Die Kommunalverfassung des platten Landes konnte Stein noch nicht reformieren; die Dörfer blieben unter gutsherrlicher Aufsicht, da die aristokratische Opposition noch zu stark war. Erfolglos blieb er mit seiner Idee einer ständischen Mitwirkung und nationalen Repräsentation auf der Provinzial- und Gesamtstaatsebene. Erstere kam erst in den 1820er Jahren, letztere 1848 zustande.

Der Text der Städteordnung von 1808 atmet in der Selbstlegitimation und in der Bürgerrechtsdefinition den Geist Steins. Die Präambel kritisiert den derzeitigen Zerfall der Bürgerschaft in Interessengruppen, in "Klassen und Zünfte". Ganz im Sinne der Nassauer Denkschrift ist die Rede von einem "dringend sich äußernden Bedürfnis einer wirksameren Teilnahme der Bürgerschaft an der Verwaltung des Gemeinwesens". Das Ziel der Städteordnung ist die Stärkung der Autonomie und die Bildung eines effektiven Repräsentativorgans, das Einfluss auf die Verwaltung besitzt und aufgrund seiner Kompetenzen einen Gemeinsinn entwickelt.

Die von Stein gegenüber Frey angemahnte großzügige Vergabe des Bürgerrechts findet sich in der Städteordnung wieder. Es heißt in ihr (§ 17), das Bürgerrecht dürfe keinem versagt werden, der sich in der Stadt niedergelassen habe und einen unbescholtenen Lebenswandel führe. Eine Unterscheidung zwischen Groß- und Kleinbürgern oder ähnliche gesellschaftliche Differenzierungen sollte es nicht bzw. nicht mehr geben (§ 16). Stand, Geburt, Religion und persönliche Verhältnisse durften, wenn jemand das Bürgerrecht beantragte, keine Rolle spielen. Allerdings war ein unbescholtener Ruf eine conditio sine qua non, und der frühere Lebenswandel musste bei einem Neuankömmling durch Rückfrage bei der zuvor zuständigen Ortsbehörde überprüft werden. Ein verurteilter Verbrecher konnte ab einer Zuchthausstrafe von drei Jahren das Bürgerrecht nicht erwerben bzw. er verlor dieses. Aus dem Besitz des Bürgerrechts leitete sich die Befugnis ab, ein städtisches Gewerbe zu betreiben und Grundstücke auf städtischem Boden zu erwerben.
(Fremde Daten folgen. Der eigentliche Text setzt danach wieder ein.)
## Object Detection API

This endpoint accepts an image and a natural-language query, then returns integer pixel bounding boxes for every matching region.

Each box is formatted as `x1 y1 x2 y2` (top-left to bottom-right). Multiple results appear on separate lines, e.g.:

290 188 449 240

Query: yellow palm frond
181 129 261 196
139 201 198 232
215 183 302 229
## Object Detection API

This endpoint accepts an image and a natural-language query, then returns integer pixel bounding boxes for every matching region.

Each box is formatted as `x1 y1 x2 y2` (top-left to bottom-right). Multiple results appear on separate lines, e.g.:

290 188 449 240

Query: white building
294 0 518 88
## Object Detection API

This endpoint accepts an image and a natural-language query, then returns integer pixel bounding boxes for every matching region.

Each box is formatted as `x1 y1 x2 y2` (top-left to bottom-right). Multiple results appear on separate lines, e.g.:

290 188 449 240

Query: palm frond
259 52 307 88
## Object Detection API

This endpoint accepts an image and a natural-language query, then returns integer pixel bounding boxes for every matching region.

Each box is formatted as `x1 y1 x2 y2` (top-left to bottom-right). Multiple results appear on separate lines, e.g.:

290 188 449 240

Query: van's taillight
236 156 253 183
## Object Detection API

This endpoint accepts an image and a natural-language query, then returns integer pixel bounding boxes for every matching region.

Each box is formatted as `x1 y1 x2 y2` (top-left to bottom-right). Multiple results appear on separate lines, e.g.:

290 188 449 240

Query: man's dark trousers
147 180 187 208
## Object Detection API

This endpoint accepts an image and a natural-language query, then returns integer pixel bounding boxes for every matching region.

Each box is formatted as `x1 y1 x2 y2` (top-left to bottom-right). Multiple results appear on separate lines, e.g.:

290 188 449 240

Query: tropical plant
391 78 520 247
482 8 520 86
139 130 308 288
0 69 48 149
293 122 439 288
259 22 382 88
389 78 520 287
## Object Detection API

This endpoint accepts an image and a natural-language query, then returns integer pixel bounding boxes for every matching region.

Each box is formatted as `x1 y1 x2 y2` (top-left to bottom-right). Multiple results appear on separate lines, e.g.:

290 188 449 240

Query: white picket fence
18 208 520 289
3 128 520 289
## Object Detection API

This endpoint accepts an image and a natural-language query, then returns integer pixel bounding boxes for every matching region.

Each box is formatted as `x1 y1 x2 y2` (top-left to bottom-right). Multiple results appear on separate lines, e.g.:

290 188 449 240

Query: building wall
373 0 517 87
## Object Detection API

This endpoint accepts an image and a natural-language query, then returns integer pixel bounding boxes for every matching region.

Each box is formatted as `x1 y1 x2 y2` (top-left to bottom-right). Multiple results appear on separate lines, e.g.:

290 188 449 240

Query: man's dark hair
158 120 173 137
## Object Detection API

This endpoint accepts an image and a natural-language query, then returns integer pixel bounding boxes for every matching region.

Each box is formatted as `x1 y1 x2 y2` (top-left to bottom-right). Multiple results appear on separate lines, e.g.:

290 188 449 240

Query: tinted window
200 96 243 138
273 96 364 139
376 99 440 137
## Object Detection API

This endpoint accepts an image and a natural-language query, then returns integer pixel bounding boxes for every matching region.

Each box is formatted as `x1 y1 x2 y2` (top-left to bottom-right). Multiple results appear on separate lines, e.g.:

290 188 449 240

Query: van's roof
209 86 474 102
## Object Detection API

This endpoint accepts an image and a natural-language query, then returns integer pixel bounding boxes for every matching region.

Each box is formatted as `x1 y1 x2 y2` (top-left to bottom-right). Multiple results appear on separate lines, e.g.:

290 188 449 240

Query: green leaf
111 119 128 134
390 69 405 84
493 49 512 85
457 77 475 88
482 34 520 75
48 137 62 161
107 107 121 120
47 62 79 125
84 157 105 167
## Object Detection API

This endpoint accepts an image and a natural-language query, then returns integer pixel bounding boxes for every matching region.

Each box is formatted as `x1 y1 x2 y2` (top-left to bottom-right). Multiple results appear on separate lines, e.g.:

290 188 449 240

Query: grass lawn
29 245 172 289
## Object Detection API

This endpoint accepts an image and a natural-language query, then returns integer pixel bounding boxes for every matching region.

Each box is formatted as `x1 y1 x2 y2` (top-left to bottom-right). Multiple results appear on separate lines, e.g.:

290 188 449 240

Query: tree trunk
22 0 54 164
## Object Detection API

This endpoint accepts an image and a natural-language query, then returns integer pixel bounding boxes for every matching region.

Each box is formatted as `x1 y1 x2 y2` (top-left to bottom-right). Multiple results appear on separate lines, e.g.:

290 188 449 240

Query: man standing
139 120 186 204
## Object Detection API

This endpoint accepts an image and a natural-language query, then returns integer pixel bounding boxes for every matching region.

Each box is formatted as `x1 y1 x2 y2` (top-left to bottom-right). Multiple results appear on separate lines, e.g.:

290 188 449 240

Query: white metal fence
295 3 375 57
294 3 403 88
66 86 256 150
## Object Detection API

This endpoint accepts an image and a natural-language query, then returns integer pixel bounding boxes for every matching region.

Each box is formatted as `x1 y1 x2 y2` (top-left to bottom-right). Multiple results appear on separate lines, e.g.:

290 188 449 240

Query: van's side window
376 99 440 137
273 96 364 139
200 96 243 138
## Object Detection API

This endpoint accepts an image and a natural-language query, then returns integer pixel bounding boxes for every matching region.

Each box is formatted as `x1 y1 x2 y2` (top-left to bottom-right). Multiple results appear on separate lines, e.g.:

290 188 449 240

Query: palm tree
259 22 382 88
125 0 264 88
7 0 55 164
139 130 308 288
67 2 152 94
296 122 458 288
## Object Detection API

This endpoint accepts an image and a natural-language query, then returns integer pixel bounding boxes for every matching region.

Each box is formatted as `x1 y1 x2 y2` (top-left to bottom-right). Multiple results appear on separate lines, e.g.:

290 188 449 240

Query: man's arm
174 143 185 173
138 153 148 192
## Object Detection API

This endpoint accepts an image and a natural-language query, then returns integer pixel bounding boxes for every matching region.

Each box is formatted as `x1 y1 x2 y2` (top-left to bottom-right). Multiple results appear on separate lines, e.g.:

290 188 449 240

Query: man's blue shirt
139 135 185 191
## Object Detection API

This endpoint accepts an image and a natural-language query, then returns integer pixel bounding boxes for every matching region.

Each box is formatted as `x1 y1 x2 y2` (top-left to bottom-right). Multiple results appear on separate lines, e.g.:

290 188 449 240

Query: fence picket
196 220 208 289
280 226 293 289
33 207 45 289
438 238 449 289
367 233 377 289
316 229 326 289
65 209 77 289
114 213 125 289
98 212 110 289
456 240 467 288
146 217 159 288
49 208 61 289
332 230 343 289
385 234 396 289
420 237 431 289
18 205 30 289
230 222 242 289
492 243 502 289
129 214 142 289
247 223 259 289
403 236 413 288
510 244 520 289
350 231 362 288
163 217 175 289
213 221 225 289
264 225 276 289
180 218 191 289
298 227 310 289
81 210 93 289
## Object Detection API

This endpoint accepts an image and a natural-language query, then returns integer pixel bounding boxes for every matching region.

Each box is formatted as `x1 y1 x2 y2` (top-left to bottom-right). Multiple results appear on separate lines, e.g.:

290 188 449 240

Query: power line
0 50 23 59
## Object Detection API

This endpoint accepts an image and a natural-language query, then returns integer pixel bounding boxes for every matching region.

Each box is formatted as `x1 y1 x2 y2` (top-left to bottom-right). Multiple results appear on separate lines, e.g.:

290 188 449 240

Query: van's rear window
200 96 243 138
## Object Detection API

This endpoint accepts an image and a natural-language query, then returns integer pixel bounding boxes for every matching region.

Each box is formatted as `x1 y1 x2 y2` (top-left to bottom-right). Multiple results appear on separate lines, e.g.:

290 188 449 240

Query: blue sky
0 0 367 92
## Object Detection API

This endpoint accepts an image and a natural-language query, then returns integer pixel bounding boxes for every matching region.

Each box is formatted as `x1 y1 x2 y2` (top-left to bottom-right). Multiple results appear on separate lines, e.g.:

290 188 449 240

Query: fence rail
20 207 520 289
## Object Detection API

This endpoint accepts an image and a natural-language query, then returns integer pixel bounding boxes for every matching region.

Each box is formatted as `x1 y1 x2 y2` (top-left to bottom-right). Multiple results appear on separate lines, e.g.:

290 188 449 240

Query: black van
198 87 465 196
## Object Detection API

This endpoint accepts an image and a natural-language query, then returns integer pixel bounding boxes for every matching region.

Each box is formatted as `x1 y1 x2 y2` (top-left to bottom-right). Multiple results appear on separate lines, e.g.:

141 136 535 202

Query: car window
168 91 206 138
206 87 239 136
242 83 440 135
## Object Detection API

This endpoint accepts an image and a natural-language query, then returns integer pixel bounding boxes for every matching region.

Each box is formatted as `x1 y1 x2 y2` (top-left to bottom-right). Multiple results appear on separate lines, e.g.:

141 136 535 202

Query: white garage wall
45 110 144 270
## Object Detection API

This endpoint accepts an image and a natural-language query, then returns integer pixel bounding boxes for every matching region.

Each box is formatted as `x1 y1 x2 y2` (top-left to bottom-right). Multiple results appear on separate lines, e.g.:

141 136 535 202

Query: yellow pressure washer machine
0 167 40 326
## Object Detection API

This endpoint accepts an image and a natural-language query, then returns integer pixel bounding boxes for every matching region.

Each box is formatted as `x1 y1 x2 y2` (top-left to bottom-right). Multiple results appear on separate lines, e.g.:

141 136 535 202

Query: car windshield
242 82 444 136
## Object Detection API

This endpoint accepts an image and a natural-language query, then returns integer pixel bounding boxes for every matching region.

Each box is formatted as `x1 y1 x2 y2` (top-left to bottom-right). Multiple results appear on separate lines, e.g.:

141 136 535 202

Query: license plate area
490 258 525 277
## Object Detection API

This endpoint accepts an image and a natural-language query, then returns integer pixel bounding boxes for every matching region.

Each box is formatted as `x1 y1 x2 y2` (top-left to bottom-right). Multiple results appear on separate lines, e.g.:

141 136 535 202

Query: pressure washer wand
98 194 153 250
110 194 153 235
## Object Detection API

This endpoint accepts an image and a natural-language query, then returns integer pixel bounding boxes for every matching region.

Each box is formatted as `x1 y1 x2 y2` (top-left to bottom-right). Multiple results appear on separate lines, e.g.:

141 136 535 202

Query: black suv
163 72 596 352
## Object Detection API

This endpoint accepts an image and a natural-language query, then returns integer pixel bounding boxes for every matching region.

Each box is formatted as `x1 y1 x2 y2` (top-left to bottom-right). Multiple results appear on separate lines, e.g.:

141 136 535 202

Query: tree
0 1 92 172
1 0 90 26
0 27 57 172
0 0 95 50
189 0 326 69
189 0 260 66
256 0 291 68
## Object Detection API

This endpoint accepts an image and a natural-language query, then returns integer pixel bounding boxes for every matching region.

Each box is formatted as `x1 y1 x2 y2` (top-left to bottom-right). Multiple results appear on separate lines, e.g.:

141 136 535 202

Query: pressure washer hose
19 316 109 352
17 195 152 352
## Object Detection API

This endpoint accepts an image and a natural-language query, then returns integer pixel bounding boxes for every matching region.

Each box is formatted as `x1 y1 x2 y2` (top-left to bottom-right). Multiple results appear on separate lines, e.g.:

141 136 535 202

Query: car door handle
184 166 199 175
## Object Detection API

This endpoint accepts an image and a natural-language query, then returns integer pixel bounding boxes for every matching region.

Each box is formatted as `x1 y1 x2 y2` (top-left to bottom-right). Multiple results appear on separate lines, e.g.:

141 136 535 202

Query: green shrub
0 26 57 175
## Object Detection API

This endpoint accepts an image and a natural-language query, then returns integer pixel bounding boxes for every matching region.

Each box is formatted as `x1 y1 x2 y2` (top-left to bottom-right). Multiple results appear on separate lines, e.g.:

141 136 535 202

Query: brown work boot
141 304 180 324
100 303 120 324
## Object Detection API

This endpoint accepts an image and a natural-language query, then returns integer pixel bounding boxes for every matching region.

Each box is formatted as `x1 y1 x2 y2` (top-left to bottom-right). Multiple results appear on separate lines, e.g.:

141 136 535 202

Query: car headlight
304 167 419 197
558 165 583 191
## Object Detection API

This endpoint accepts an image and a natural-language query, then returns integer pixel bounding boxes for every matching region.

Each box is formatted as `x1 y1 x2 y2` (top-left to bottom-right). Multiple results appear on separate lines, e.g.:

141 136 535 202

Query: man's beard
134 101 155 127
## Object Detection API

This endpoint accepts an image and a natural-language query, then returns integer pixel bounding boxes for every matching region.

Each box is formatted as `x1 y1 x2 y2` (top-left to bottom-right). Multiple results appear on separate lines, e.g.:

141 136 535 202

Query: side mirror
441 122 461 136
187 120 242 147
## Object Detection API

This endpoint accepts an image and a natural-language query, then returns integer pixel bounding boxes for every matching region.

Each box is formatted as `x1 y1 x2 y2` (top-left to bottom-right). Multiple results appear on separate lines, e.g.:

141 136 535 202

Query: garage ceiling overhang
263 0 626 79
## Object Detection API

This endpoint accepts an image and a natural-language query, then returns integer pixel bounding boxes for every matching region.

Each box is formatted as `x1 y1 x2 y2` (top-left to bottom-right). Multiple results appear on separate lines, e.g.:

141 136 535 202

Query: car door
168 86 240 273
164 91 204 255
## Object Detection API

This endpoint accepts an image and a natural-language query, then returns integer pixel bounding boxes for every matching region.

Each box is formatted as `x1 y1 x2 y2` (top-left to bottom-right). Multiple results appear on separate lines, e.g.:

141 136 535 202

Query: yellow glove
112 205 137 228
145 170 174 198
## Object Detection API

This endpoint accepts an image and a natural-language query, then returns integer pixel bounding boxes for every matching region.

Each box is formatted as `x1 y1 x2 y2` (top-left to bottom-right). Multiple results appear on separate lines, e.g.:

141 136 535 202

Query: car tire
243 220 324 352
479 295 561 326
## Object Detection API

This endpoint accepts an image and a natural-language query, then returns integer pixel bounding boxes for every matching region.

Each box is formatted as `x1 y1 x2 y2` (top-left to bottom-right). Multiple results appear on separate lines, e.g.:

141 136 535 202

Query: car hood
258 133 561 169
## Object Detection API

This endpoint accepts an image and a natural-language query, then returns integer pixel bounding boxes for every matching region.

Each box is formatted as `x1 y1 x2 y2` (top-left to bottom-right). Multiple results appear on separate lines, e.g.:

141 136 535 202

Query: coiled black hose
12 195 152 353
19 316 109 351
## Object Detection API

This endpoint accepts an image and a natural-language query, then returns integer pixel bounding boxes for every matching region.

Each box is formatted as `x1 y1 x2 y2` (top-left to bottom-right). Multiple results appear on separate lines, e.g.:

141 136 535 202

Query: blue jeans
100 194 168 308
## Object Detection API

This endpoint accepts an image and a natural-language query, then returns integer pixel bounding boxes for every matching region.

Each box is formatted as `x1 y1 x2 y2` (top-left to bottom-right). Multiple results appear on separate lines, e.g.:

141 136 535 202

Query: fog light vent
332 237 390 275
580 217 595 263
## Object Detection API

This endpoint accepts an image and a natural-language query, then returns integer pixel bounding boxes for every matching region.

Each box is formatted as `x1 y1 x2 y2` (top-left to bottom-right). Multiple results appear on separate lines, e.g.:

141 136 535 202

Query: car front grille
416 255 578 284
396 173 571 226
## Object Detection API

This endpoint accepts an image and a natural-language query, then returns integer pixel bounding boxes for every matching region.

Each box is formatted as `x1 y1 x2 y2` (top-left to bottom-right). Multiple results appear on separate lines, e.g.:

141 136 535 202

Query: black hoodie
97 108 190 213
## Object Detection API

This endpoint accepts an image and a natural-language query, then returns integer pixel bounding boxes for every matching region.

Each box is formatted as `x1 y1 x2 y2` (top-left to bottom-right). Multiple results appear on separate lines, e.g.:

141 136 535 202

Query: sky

Trotz seiner Vorbehalte gegenüber der Bürokratie bis hinunter zur lokalen Ebene bezweifelte Stein nie die Notwendigkeit einer staatlichen Aufsicht über die Städte. Gleich der erste Paragraf der Städteordnung von 1808 stellt dies heraus: "Dem Staat und den von solchem angeordneten Behörden, bleibt das oberste Aufsichtsrecht über die Städte, ihre Verfassung und ihr Vermögen". Der zweite Paragraf präzisiert den Aufgabenbereich.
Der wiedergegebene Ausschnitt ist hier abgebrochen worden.